Somehow I doubt I'll be able to convince my home group to adopt the transliteration from Aramaic, but I think I might be OK with the King James version eventually, knowing the beauty of the prayer from which it originally came. Perhaps the original is the one I need to try praying on my own, at home, alone, the way I pray. I think I will try that for a while and see how I feel about it.

I'm still not 100% cool with the Lord's Prayer at the end of meetings. I live in a community that is decidedly Hetero- and Judeao-Christian-centric. They know other things exist and do not oppose them, necessarily, but it would fuck with them mightily to try to change their traditions. My home group has been in existence since the 1940s. I doubt that it would accept such a radical departure from what has been its way for so very long.

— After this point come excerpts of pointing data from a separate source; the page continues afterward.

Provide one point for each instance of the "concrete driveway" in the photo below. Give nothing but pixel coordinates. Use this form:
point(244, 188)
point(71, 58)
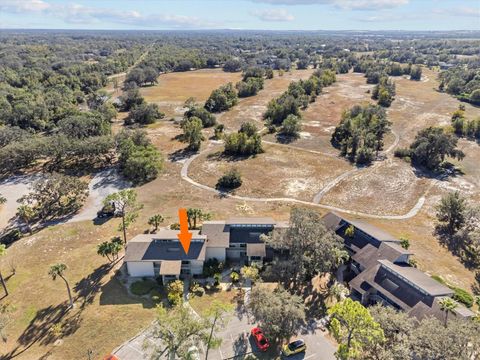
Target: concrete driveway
point(103, 183)
point(236, 343)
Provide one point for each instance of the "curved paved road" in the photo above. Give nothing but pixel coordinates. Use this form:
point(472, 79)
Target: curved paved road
point(184, 174)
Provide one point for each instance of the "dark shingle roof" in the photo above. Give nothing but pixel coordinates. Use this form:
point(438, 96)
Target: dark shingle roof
point(332, 221)
point(217, 232)
point(164, 246)
point(256, 250)
point(250, 220)
point(417, 278)
point(422, 311)
point(369, 254)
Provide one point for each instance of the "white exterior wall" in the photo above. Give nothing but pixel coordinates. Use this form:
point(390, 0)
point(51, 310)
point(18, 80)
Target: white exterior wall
point(196, 267)
point(140, 268)
point(218, 253)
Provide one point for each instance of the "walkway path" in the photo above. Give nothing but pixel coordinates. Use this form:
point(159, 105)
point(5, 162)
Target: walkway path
point(411, 213)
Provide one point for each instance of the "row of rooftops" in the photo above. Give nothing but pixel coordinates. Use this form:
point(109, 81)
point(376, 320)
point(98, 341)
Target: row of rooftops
point(378, 252)
point(385, 268)
point(165, 246)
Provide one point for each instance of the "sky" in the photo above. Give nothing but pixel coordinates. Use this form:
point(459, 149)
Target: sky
point(242, 14)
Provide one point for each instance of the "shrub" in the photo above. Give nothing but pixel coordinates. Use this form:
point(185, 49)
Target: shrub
point(217, 277)
point(174, 299)
point(439, 279)
point(142, 287)
point(218, 131)
point(156, 296)
point(222, 99)
point(463, 296)
point(175, 292)
point(291, 126)
point(197, 289)
point(11, 236)
point(232, 179)
point(234, 276)
point(211, 267)
point(402, 152)
point(405, 243)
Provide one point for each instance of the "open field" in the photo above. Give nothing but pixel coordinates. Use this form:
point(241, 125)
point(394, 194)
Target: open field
point(288, 172)
point(174, 88)
point(108, 315)
point(252, 108)
point(322, 116)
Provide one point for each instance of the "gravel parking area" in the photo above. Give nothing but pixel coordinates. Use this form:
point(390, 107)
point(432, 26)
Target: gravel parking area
point(236, 343)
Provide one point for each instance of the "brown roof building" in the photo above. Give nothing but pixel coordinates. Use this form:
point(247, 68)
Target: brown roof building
point(382, 272)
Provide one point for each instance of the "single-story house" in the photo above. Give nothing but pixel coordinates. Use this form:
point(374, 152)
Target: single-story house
point(161, 254)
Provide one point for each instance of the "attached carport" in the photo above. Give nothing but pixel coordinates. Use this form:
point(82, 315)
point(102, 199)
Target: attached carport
point(170, 270)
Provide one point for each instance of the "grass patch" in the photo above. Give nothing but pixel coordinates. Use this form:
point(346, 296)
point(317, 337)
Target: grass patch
point(460, 295)
point(201, 303)
point(143, 287)
point(28, 315)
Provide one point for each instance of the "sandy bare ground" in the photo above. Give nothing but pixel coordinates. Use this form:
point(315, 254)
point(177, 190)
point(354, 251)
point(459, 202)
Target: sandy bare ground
point(102, 184)
point(184, 174)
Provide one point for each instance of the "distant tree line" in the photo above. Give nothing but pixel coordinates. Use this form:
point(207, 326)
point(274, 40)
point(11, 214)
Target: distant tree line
point(463, 82)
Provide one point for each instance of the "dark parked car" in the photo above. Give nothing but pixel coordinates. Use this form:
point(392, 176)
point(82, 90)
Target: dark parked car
point(260, 339)
point(107, 211)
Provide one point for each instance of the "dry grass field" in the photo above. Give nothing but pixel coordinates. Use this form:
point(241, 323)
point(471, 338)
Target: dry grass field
point(417, 105)
point(174, 88)
point(322, 116)
point(105, 315)
point(252, 108)
point(288, 172)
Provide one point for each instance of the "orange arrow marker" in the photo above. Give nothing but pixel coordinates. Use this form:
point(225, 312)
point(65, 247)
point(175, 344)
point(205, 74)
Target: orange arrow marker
point(184, 236)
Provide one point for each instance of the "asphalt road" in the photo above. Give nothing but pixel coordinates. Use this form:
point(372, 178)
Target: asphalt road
point(236, 343)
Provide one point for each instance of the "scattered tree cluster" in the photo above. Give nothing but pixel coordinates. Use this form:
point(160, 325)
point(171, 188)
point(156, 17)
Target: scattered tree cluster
point(360, 133)
point(320, 250)
point(459, 227)
point(252, 82)
point(139, 160)
point(384, 92)
point(462, 82)
point(232, 179)
point(247, 141)
point(222, 99)
point(54, 196)
point(464, 127)
point(194, 110)
point(431, 147)
point(297, 97)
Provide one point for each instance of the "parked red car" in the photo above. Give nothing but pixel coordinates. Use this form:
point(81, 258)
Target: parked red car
point(260, 339)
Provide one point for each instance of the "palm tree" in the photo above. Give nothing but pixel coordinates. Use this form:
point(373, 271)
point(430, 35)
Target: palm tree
point(448, 305)
point(105, 249)
point(58, 270)
point(155, 221)
point(3, 252)
point(26, 214)
point(337, 291)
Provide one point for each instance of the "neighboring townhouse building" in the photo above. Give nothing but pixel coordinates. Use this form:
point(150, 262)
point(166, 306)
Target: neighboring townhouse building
point(380, 272)
point(236, 239)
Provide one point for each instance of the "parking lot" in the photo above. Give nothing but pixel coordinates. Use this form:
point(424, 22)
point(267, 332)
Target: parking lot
point(237, 343)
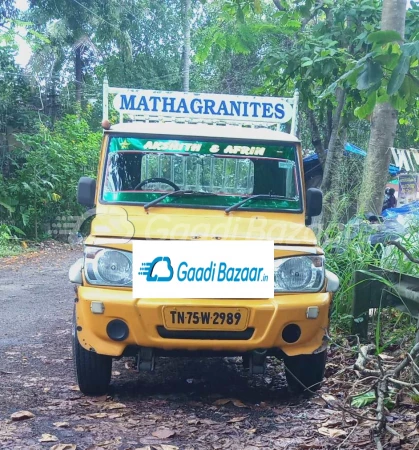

I think I will print out the version I like best and hang onto that to pray each day and see how it fits. I have no idea what I will write about tomorrow - perhaps I will find a native anti-snow prayer.

Stay tuned.


AndyPants said...

The Christian feel to Alateen meetings is why I stopped attending and part of the reason to why I am so resistant to go to al anon now. But your thoughts are interesting, and something to think about at the very least.

Anonymous said...

The subjugation of your ego in the interest of a clearer understanding of health is laudable. You write well, Dawn, and I always walk away with insight.